Er kan weerstand bestaan om weer naar eigen land te moeten. Vrijwilliger Pieter Smit, die in vluchtelingenkampen in onder meer Somalië, Ethiopië en Sudan actief is geweest: „Het verhaal gaat dat een Sudanees die drie weken geleden terugging naar zijn moederland, in elkaar is gebeukt door veertien man van de geheime dienst. Hij zou moeten dienen in het Sudanese leger. Dat wordt beschuldigd van het plegen van genocide. In zo’n traject hebben de Sudanezen geen zin.”
Somaliër Abdiraman Mahamud Ali (1984), die bezig is achter een laptop, ziet er tegen op om weer naar zijn moederland terug te moeten keren. „Het is gevaarlijk. Door mensen van de islamitische organisatie al-Shabaab word je gezien als verrader.” Zijn vrouw heeft een Nederlands paspoort. „Ik hoop op een goede toekomst. Ik weet niet wat er gaat gebeuren.” Smit stelt dat er diverse mensen met grote psychische problemen onder de uitgeprocedeerden zitten. „Ze maken ruzie en zijn gewelddadig. Ze willen bijvoorbeeld een beter bed. Dat zorgt voor onrust in de kerk.”

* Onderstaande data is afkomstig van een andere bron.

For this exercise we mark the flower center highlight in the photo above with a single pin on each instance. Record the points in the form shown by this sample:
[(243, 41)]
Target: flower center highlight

Contactpersoon Karel Smouter van de protestantse gemeente in Amsterdam hoopt dat het asielbeleid verandert. „Vluchtelingen willen wel praten over hun toekomst, maar dat gesprek moet dan niet exclusief gericht zijn op terugkeer. Een gesprek met organisaties die hen hebben opgesloten, is een brug te ver. De toekomst van mensen kan hier liggen, maar ook in het thuisland. Ik wil een politiek waar mensen niet boven asielzoekers gaan staan, maar ernaast.”